SAN JUAN CAPISTRANO — The Fabulous Thunderbirds are too tuff to die. Written off time and time again, the veteran roots-rock group is on the rebound once more with new personnel and a new, highly acclaimed album, "Roll of the Dice."
The 'Birds began as a jumpin' bar band 20 years ago and reached improbable heights in 1986 with the hit single "Tuff Enuff," only to melt slowly back into the watering-hole circuit, where a number of mutations in their lineup and changes in popular taste over the years seemed to burn them to a sad, irrelevant ash.
Forget it. If Thursday night's marathon concert at the Coach House was any barometer, this band is back with a vengeance.
Now featuring James Harman Band alumni David "Kid" Ramos on guitar and Willie J. Campbell on bass and ex-Blaster Gene Taylor on keyboards, along with longtime mainstays Kim Wilson on harp and vocals and Fran Christina on drums, this is the meanest assemblage of T-Birds yet to rock a house.
Storming through signature tunes and new numbers and throwing in the occasional blues chestnut such as "Mannish Boy," the quintet kept the crowd on its feet for more than two hours.
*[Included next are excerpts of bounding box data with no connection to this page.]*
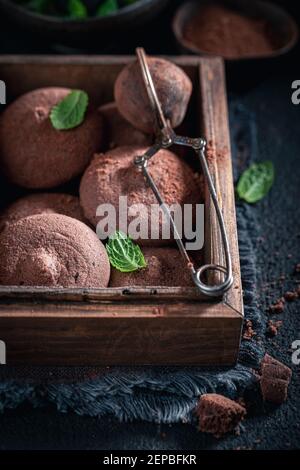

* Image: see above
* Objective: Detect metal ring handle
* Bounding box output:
[135,48,233,297]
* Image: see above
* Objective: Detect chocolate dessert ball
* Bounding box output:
[0,193,85,230]
[0,214,110,287]
[109,247,194,287]
[115,57,192,133]
[80,146,202,246]
[0,88,103,189]
[99,103,153,149]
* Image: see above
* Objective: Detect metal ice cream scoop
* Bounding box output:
[135,48,233,297]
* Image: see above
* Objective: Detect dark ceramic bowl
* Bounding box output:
[0,0,168,49]
[172,0,298,91]
[173,0,298,61]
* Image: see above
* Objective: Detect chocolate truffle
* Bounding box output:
[109,247,194,287]
[80,146,202,246]
[0,193,85,230]
[195,393,246,436]
[0,88,103,189]
[0,214,110,287]
[99,103,153,149]
[115,57,192,134]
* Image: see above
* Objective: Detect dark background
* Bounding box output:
[0,0,300,450]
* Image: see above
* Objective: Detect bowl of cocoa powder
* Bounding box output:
[173,0,298,61]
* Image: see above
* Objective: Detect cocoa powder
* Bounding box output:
[183,4,276,59]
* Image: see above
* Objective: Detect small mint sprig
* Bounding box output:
[106,230,147,273]
[50,90,89,131]
[236,161,275,204]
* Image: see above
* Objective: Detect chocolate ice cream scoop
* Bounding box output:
[0,214,110,287]
[0,193,85,231]
[115,57,192,134]
[80,146,203,246]
[99,103,153,149]
[0,88,103,189]
[109,247,194,287]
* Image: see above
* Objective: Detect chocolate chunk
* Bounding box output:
[284,291,298,302]
[260,354,292,381]
[260,376,289,405]
[195,393,246,436]
[260,354,292,405]
[266,320,282,336]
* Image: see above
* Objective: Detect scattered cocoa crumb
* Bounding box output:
[195,393,246,437]
[284,291,298,302]
[269,297,285,313]
[243,320,256,339]
[267,320,282,336]
[260,354,292,405]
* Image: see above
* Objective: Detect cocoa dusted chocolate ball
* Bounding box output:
[115,57,192,134]
[109,247,194,287]
[0,193,85,230]
[0,214,110,287]
[99,103,153,149]
[80,146,203,246]
[0,88,103,189]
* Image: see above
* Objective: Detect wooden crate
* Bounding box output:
[0,56,243,365]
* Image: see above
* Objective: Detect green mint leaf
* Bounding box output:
[122,0,137,6]
[26,0,49,13]
[237,161,275,204]
[96,0,119,16]
[106,230,147,273]
[68,0,89,18]
[50,90,89,130]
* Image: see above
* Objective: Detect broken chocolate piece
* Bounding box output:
[195,393,246,436]
[284,291,298,302]
[266,320,282,336]
[260,354,292,405]
[260,354,292,381]
[260,376,289,405]
[243,320,256,339]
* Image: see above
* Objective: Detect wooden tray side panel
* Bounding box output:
[199,59,243,316]
[0,303,240,366]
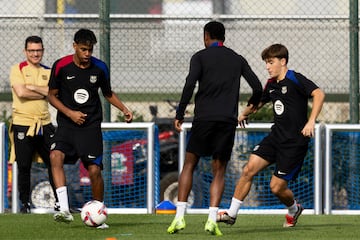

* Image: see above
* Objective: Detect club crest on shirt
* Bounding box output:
[18,132,25,140]
[90,75,97,83]
[274,100,285,115]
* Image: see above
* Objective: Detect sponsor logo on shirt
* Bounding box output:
[74,88,89,104]
[90,75,97,83]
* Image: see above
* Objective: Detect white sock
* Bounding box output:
[175,202,187,218]
[56,186,69,212]
[227,197,243,218]
[288,200,298,217]
[208,207,219,222]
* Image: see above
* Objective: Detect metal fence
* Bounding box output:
[0,0,356,123]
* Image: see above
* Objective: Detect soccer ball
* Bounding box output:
[81,200,107,227]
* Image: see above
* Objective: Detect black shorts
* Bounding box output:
[11,124,55,168]
[186,121,236,161]
[51,127,103,169]
[252,134,308,181]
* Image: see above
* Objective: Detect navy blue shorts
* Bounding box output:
[51,127,103,169]
[252,134,308,181]
[186,121,236,161]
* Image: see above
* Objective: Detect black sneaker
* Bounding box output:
[20,203,31,214]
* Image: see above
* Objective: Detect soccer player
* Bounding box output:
[9,36,57,213]
[48,29,133,228]
[218,44,325,227]
[167,21,262,236]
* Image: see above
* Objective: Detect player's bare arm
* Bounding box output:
[301,88,325,137]
[174,119,184,132]
[12,84,47,100]
[25,84,49,97]
[48,89,87,125]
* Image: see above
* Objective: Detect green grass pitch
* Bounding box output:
[0,214,360,240]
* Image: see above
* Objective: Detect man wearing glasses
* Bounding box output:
[9,36,57,213]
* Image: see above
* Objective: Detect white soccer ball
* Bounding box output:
[81,200,107,227]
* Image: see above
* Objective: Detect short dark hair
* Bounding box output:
[261,43,289,63]
[74,28,97,45]
[25,36,44,49]
[204,21,225,41]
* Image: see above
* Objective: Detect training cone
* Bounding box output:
[155,201,176,214]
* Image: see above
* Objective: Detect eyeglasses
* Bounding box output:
[26,49,44,54]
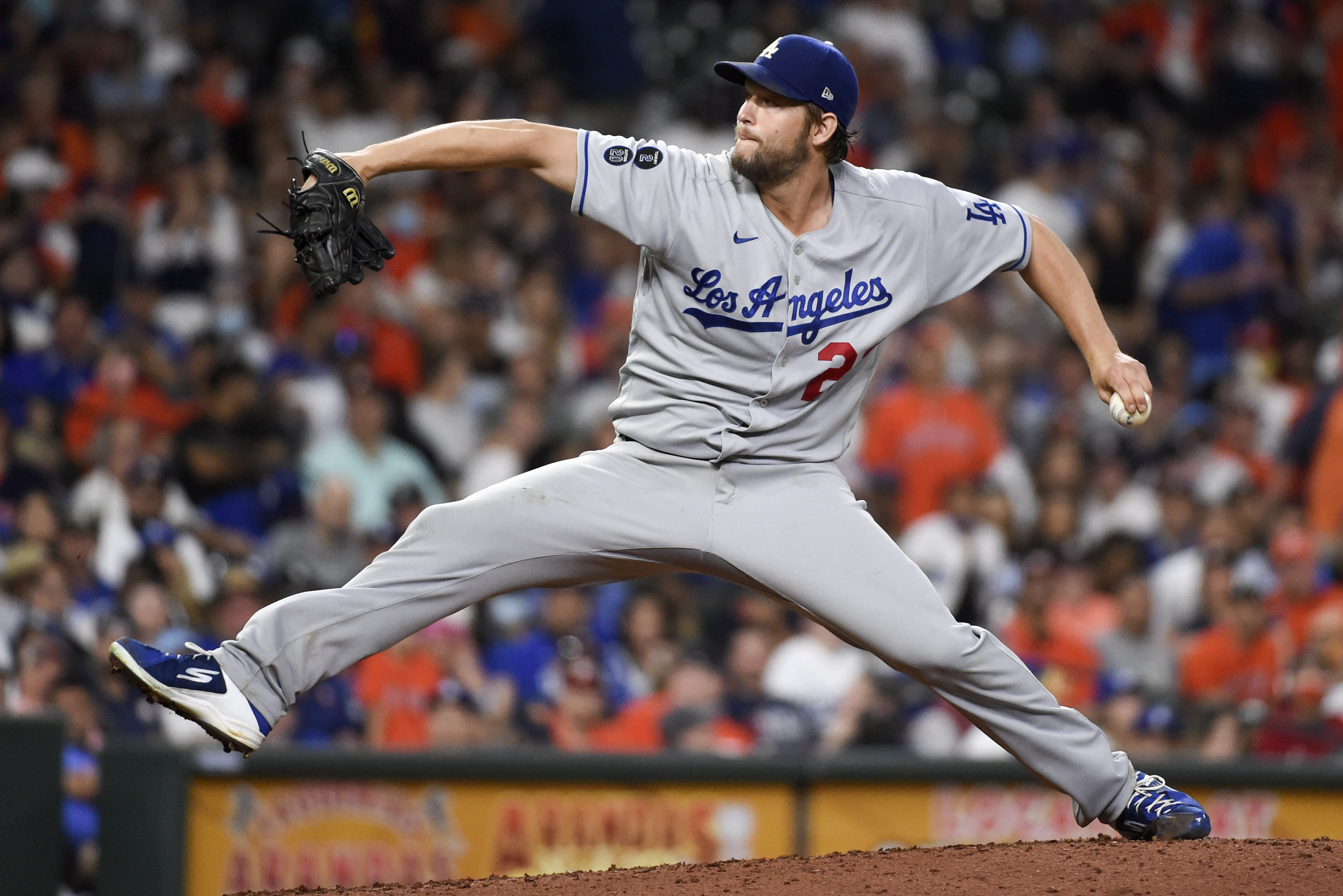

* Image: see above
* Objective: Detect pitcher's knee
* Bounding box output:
[893,622,986,674]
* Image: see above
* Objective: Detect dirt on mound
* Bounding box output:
[239,838,1343,896]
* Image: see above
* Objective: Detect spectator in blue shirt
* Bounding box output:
[1162,197,1281,389]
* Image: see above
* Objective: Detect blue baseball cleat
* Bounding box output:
[1113,771,1213,839]
[108,638,270,756]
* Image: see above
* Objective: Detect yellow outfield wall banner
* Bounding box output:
[807,782,1343,854]
[185,778,795,896]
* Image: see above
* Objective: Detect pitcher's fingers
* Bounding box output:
[1115,379,1143,414]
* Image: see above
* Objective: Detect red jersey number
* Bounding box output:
[802,342,858,402]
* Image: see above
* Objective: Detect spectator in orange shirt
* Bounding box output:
[354,635,442,749]
[591,657,755,756]
[66,345,193,466]
[861,326,1002,529]
[1002,551,1100,711]
[1268,527,1343,652]
[1179,584,1286,708]
[545,652,606,752]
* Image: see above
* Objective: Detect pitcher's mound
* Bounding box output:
[236,838,1343,896]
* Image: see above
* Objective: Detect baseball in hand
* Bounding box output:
[1109,392,1152,426]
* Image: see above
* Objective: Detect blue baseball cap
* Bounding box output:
[713,34,858,128]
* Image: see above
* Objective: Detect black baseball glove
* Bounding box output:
[261,149,396,298]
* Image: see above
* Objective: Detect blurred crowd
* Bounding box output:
[0,0,1343,889]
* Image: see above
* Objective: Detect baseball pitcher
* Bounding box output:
[112,35,1210,839]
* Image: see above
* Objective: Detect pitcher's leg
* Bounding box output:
[710,465,1133,823]
[215,446,712,724]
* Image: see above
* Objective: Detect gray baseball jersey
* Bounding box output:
[572,130,1032,462]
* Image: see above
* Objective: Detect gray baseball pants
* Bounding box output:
[215,441,1133,823]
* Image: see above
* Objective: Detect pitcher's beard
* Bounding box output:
[732,128,810,187]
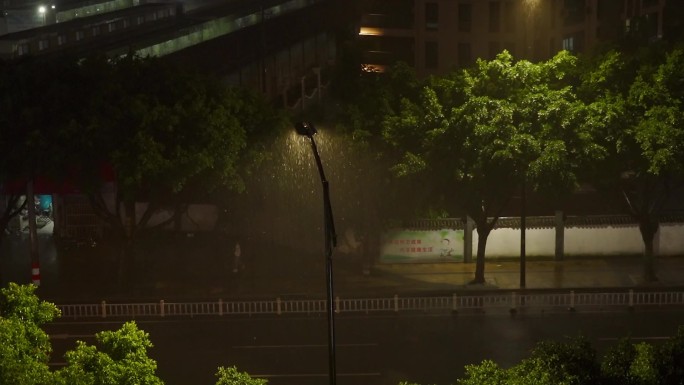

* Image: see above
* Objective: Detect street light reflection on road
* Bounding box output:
[295,122,337,385]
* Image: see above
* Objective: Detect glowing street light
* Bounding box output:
[295,122,337,385]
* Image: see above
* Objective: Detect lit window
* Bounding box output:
[17,43,29,56]
[458,4,473,32]
[425,41,439,69]
[425,3,439,30]
[489,1,501,32]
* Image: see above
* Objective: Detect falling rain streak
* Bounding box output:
[223,127,373,275]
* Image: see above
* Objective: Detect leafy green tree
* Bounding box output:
[582,47,684,281]
[654,326,684,385]
[456,360,509,385]
[0,283,59,385]
[510,337,600,385]
[384,51,598,283]
[216,366,268,385]
[55,321,163,385]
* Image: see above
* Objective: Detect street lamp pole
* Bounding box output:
[295,122,337,385]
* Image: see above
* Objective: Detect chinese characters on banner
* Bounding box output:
[380,229,463,262]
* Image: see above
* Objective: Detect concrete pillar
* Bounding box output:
[463,216,475,263]
[555,210,565,261]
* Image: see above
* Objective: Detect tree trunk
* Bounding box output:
[117,202,136,290]
[470,223,492,284]
[26,180,40,285]
[639,217,658,282]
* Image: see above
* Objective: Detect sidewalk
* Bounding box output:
[128,257,684,300]
[2,232,684,303]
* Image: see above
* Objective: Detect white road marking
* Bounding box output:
[250,372,380,378]
[50,333,95,340]
[233,343,378,349]
[598,337,672,341]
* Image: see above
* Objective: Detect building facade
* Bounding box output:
[359,0,666,76]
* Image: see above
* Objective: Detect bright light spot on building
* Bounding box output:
[359,27,384,36]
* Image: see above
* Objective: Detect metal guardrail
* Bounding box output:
[57,290,684,319]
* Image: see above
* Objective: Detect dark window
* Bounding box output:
[458,43,473,68]
[425,3,439,30]
[458,4,473,32]
[504,41,517,57]
[504,2,516,33]
[563,0,586,26]
[425,41,439,69]
[489,41,501,60]
[489,1,501,32]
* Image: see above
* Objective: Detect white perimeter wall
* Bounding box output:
[473,223,684,258]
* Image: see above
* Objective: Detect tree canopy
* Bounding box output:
[383,51,599,283]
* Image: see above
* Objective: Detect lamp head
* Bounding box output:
[295,122,317,138]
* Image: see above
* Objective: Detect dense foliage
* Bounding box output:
[341,44,684,283]
[0,283,267,385]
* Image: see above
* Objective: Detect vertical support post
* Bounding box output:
[463,216,475,263]
[520,174,527,288]
[569,290,575,311]
[555,210,565,261]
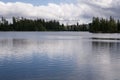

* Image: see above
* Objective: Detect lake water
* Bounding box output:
[0,32,120,80]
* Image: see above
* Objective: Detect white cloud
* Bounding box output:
[0,0,120,23]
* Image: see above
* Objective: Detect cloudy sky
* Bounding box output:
[0,0,120,23]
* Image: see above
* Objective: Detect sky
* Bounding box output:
[0,0,120,24]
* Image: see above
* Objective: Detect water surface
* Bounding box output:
[0,32,120,80]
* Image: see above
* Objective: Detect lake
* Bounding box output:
[0,32,120,80]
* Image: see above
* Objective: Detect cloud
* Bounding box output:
[0,0,120,23]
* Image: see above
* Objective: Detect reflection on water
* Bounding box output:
[0,33,120,80]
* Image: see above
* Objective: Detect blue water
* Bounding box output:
[0,32,120,80]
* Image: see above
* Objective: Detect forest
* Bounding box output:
[0,16,120,33]
[0,17,88,31]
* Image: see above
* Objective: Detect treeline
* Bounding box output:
[0,17,87,31]
[89,17,120,33]
[0,17,120,33]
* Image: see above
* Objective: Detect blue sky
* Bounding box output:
[0,0,120,24]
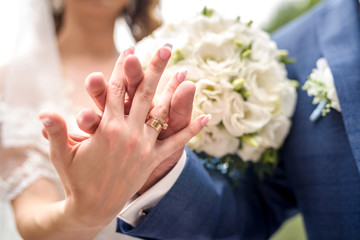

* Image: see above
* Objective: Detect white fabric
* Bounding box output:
[118,151,186,227]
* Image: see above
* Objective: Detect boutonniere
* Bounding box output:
[302,58,341,122]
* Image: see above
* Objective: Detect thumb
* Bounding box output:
[39,112,71,168]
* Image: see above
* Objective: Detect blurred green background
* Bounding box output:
[263,0,321,240]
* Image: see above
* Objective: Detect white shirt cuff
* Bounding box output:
[118,150,186,227]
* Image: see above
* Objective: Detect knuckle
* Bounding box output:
[126,135,140,150]
[110,81,125,96]
[140,144,153,161]
[189,125,198,137]
[149,60,164,74]
[156,105,169,122]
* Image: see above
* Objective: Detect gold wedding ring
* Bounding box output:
[146,115,168,133]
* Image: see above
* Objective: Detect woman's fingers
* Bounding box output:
[76,108,101,134]
[39,112,71,167]
[156,114,211,160]
[159,81,196,140]
[129,45,171,126]
[145,71,187,138]
[85,72,107,112]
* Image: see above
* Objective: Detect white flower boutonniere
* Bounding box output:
[302,58,341,122]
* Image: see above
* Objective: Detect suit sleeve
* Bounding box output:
[117,147,295,239]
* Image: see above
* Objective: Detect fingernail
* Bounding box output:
[201,114,211,127]
[164,43,172,49]
[177,70,187,83]
[159,47,171,60]
[125,46,135,57]
[40,118,53,127]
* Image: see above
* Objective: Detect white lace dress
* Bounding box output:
[0,58,135,239]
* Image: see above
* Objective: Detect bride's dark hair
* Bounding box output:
[53,0,161,41]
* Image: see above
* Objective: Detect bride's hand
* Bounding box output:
[39,47,208,228]
[71,53,195,194]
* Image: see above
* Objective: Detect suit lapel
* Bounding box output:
[317,0,360,172]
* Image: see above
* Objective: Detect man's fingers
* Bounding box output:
[85,72,107,112]
[159,81,196,139]
[157,114,211,159]
[76,108,101,134]
[39,112,71,167]
[129,45,171,126]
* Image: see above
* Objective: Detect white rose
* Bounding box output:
[223,92,271,137]
[307,58,341,112]
[193,37,241,81]
[241,62,286,112]
[236,135,266,162]
[197,126,239,157]
[186,131,204,150]
[194,79,231,125]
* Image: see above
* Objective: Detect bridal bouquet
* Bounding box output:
[136,8,297,177]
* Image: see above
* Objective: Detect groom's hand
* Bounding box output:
[77,53,195,194]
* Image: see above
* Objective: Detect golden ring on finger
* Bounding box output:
[146,115,168,133]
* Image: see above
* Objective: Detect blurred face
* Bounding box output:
[63,0,131,18]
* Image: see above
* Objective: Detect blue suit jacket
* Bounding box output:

Wilson, long an unpleasantly sweaty pudge-boy, flashed a new, close-cropped coif and Nautilus build and an energy level to suit his fresh, Bruce-Willis like image. Ramos and Campbell add a cool 'n' greazy element to the group in terms of attitude and sound (not to mention hairspray); Taylor has always been nearly without contemporary peer as a pianist, and Christina long has been one of rock 'n' roll's great, underrated talents.
The sold-out Coach House was throbbing with rare intensity as fans danced in the aisles, jumped on tables, guzzled booze and hooted and hollered with all the gusto of a Saturday night Texas roadhouse crowd.
True, some of the solos seemed interminable; the set's hellfire pace didn't vary much, and the arrangements sometimes were sloppy, but the essential, celebratory spirit of the music was not to be denied. Whether the 'Birds ever re-establish themselves commercially is irrelevant in the face of a performance this genuine, this sinewy, this joyous.
Da boyz are back, and armed to the teeth.
Opening the show were the unbearably loud and generic Alexander Band and the embarrassing Local Heroes, continuing an unfortunate Coach House tradition of insufferable support acts.